28 May 2005

That’s Zulu not Sulu! (but live long and prosper anyhow)

Posted by Dan Satterfield

My wife always laughs when someone asks me the time because I will tend to give the unsuspecting questioner the response…WHERE?

Greenwich Observatory, Greenwich, England, UKTime depends on where you are. (It also depends on how fast you are moving but let’s leave the relativity stuff for another blog)

I’m also asked what the “Z” means on radar images and satellite images we show.

The answer is GMT.

Dan Stands on the Prime MeridianZ stands for Greenwich Mean Time. The official time of science.

Science must have a single reference for time that everyone agrees upon. By world wide agreement that reference is GMT.

GMT is the time in Greenwich, England at Longitude zero. Why Greenwich, and why is it at longitude zero??

Well that is a great story…Read on!
If your at sea on a ship, finding your latitude above the equator is not too difficult. Just look at the North Star (Polaris). At the North pole, Polaris is 90° degrees overhead. At the equator, it is on the horizon. If you go out at night here and measure the angle of Polaris above the horizon you will get 35° degrees. Our latitude here in Huntsville.

You can also do the same with the sun at local noon… as long as you know the date. Mariners have done this for several centuries now!

The difficult thing for ship captains of the past, was not latitude but Longitude. It was nearly impossible to find out accurately how far East or West of “home” they were. Many times the error in position was only found when a ship ran into an Island or continent at night and promptly sunk!

In the early 1700’s, when British sea power ruled the waves, A prize was offered to anyone who could solve the problem of longitude. Enter James Harrison. He solved it and then had to fight for years to get his prize. (An appeal, directly to the King himself was at last successful!) & (A&E screened a film a few years ago based on these events called “Longitude“.)

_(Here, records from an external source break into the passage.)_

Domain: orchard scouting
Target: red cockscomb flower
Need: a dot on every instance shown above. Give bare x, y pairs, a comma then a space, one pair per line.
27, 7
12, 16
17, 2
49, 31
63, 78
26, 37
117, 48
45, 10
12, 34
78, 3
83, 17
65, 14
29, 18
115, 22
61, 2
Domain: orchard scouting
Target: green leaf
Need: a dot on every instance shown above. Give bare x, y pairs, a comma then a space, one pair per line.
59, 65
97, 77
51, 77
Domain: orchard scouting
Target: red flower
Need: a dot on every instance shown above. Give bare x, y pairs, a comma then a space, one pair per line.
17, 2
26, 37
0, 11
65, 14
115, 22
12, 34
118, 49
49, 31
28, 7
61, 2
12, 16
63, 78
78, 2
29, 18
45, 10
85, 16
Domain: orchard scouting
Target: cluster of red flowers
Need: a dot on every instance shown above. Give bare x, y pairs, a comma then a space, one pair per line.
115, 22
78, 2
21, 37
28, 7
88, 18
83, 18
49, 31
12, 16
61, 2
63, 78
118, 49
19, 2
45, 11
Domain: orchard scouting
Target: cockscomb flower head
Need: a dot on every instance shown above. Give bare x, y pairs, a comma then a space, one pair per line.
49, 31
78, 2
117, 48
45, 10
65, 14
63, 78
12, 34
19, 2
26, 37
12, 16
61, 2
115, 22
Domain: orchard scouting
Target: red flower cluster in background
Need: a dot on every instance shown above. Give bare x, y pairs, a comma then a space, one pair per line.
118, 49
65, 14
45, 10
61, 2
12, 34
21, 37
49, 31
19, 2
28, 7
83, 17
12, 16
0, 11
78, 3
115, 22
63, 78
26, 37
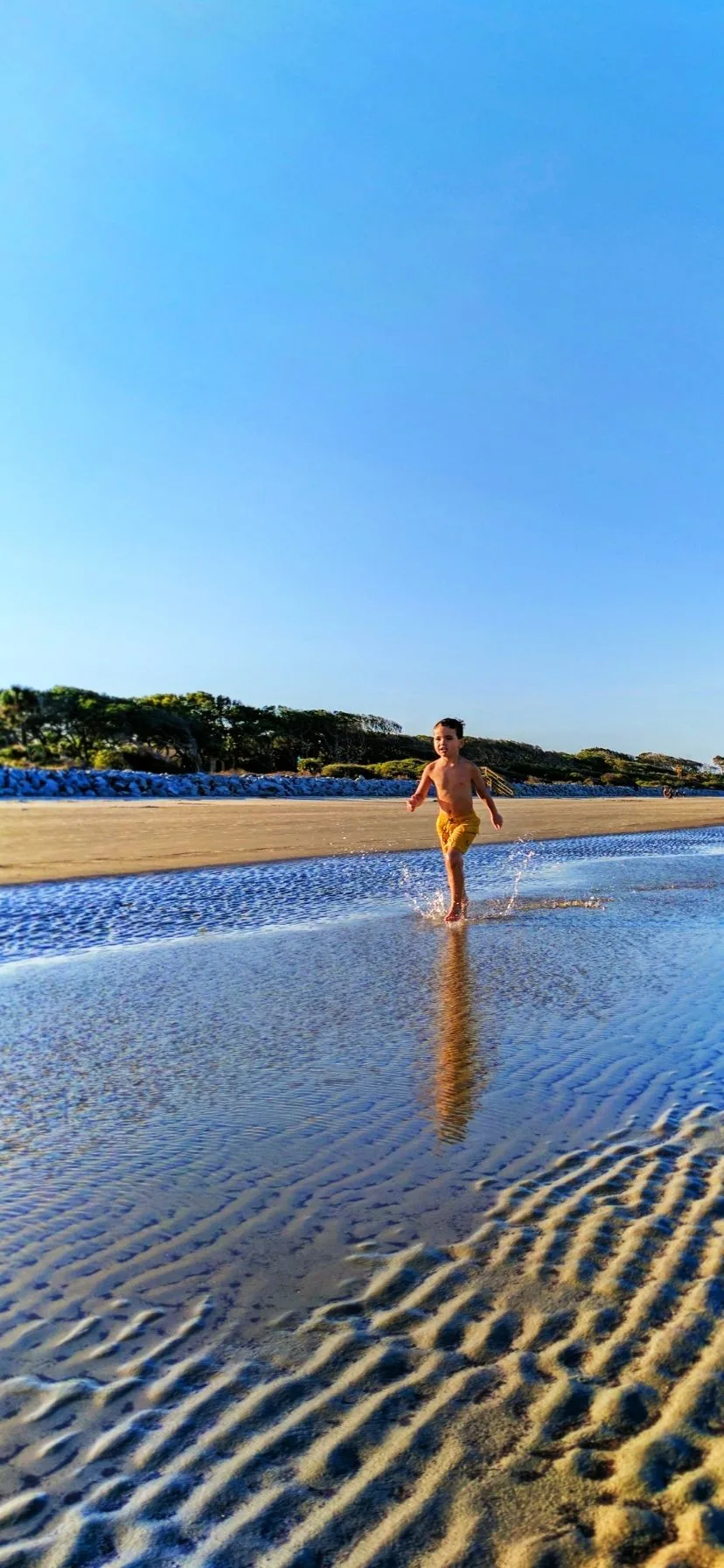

Harrison realized a key fact. If you divide the spherical earth into 360° degrees and it takes 24 hours for the earth to rotate, then the sun moves 15° degrees per hour.

Say for instance, we are in the Atlantic ocean. 15° degrees longitude west of Greenwich. The sun will reach it high point at noon precisely 1 hour later than it does back in England.

It would be a simple thing to produce a table of exactly when local noon was in Greenwich. This was already known in the 1700’s very precisely. Harrison knew he could solve the longitude problem simply by inventing an accuarate clock!

Easier said then done. Clocks of the day used pendulums and they did not swing to well on a ship riding out a storm on the North Atlantic. Even if they could keep it running, the accuaracy would not be good.

To get an accuarate reading of longitude, a clock was needed that would only be off a few seconds in a year. If the clock ran fast or slow at a certain rate, that would be ok! The correction could be added in.

Harrison built 4 clocks. He called them Chronometers. The famous explorer James Cook took one with him around the world inthe 1770’s and it was found to be very accuarate.

Cook would mark the time when the sun was at noon wherever he was. He would then look at the chronometer to see what time it was in Greenwich. A few calculations and BINGO…he knew where he was on the planet.

In an age of great inventions, Harrison’s Chronometer was one of the greatest.

As Chronometers came into wide use, a single reference point for time was needed. That reference was already there. Greenwich England. Home of the Royal Observatory for the past 400 years!

It is still today the world standard for time. Now they have an atomic clock though!
I visited Greenwich a few years ago and stood on the zero longitude line! Harrison’s clocks are on display there as well!

Gosh it is 0948GMT! I gotta get to bed!